Publié le 4 janvier 2026 13:11:00. Le réalisateur japonais Mamoru Hosoda revisite Hamlet de Shakespeare dans son nouveau film d’animation, Écarlate, une œuvre qui explore les thèmes du pardon et de la vengeance à travers le prisme des traumatismes post-COVID et du cynisme grandissant de la génération Z.
- Écarlate suit les aventures de la princesse Scarlet, une guerrière plongée dans un purgatoire après avoir échoué à venger la mort de son père.
- Le film aborde des thèmes contemporains tels que la difficulté de pardonner et les divisions exacerbées par la pandémie de COVID-19.
- Hosoda propose une interprétation optimiste de la pièce de Shakespeare, en mettant l’accent sur la possibilité de dépasser la haine et la vengeance.
Mamoru Hosoda, connu pour ses films d’animation explorant les voyages dans le temps et les mondes parallèles tels que La fille qui a traversé le temps, Mirai et Belle, s’attaque cette fois à un classique de la littérature anglaise. Son dernier film, Écarlate, qui sortira dans les salles américaines au début de l’année prochaine, offre une relecture originale de l’histoire d’Hamlet.
L’intrigue suit la princesse Scarlet, une guerrière déchue qui se retrouve dans un « autre monde » après avoir manqué sa vengeance contre son oncle Claudius, responsable de la mort de son père. Guidée par Hijiri, une ambulancière japonaise moderne dont la compassion contraste avec sa soif de vengeance, Scarlet affronte des champs de bataille oniriques, des légions de morts-vivants, la haine transmise de génération en génération et la tentation du « Vide », dans sa quête de pardon et de rédemption.
Hosoda ne se contente pas de transposer l’œuvre de Shakespeare, il l’infuse de sa propre sensibilité. Il combine son style narratif habituel avec les thèmes universels de la vengeance et du pardon pour proposer une réflexion sur l’état du monde actuel. Dans une séance de questions-réponses incluse dans le dossier de presse du film, Hosoda explique qu’il a été marqué par « l’état géopolitique du monde après le COVID » et par « l’idée que les gens ne peuvent plus se pardonner les uns les autres », des constats qui « suscitent beaucoup d’inquiétude ».
Scarlet incarne ce refus du pardon, même si ses sentiments sont compréhensibles. Lorsqu’elle confronte enfin Claudius, elle doit choisir entre céder à la haine ou embrasser une vie au-delà de la vengeance. Cette thématique résonne particulièrement avec les traumatismes laissés par la pandémie de COVID-19, dont de nombreuses personnes ne se sont toujours pas remises. Les conséquences de la crise sanitaire ont profondément divisé le monde, et la Génération Z, qui a atteint l’âge adulte pendant les confinements, est devenue de plus en plus cynique.

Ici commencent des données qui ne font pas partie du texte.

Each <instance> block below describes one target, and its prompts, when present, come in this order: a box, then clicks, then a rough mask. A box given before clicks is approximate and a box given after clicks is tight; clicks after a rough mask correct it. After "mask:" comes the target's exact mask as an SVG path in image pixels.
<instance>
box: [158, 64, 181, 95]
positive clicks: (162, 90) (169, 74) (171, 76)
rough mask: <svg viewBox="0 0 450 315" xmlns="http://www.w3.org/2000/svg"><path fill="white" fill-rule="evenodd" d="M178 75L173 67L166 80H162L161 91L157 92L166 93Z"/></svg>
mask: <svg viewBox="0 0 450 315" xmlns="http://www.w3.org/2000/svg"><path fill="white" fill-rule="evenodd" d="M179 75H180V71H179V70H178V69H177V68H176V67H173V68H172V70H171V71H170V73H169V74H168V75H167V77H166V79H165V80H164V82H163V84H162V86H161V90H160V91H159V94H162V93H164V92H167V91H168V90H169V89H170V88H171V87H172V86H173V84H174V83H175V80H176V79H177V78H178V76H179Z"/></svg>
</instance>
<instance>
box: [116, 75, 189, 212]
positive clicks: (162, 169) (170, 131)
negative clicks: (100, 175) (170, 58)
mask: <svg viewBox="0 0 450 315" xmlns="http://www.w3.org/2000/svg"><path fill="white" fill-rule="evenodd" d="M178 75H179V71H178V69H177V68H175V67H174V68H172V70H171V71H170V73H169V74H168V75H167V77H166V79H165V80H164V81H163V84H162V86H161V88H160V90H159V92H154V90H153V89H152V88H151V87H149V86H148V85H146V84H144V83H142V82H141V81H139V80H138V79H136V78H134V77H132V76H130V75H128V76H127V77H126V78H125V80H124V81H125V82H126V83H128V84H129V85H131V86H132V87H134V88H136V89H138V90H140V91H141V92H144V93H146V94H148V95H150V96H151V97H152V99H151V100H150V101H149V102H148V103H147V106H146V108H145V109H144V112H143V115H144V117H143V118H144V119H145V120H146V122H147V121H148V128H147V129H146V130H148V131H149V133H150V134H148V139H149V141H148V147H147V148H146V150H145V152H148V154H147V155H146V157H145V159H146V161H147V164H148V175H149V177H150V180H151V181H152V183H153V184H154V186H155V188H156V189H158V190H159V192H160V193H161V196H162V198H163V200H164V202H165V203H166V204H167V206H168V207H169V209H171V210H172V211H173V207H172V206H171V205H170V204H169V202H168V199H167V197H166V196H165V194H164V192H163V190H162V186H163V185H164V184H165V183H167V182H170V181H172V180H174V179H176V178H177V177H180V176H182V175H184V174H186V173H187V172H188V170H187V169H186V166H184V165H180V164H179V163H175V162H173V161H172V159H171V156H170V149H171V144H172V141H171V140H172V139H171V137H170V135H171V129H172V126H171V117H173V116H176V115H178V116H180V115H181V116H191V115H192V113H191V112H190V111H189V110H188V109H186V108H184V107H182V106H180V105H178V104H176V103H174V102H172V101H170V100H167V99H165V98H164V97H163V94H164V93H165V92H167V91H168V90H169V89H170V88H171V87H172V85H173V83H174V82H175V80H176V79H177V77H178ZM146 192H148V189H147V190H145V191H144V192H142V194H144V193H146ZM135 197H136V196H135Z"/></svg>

Hosoda considère Écarlate comme « un message positif pour la jeune génération », soulignant que la nature cyclique de la vengeance dépeinte dans Hamlet « reste d’actualité aujourd’hui ». Cependant, la principale différence entre les deux œuvres réside dans le message transmis par les pères des protagonistes. Dans la pièce de Shakespeare, le fantôme du roi Hamlet incite son fils à se venger, tandis que les dernières paroles du roi dans Écarlate sont un appel au pardon de sa fille. Hosoda souhaitait ainsi proposer un arc narratif plus optimiste que celui de la tragédie shakespearienne.
« C’est une directive déroutante car après tout ce qui a été fait à sa famille »,
Mamoru Hosoda, réalisateur
Hosoda établit des parallèles entre le parcours de Scarlet et les défis auxquels sont confrontés les jeunes d’aujourd’hui : leur idéalisme, leur colère, leur difficulté à trouver de l’empathie dans un monde fragmenté. Si de nombreux médias exploitent cette crainte, Écarlate la transcende avec une esthétique de conte de fées et une lueur d’espoir rare. Le film se rapproche du public, mais son message est clair : une œuvre classique revitalisée, porteuse d’une réflexion pertinente et sincère sur le monde contemporain.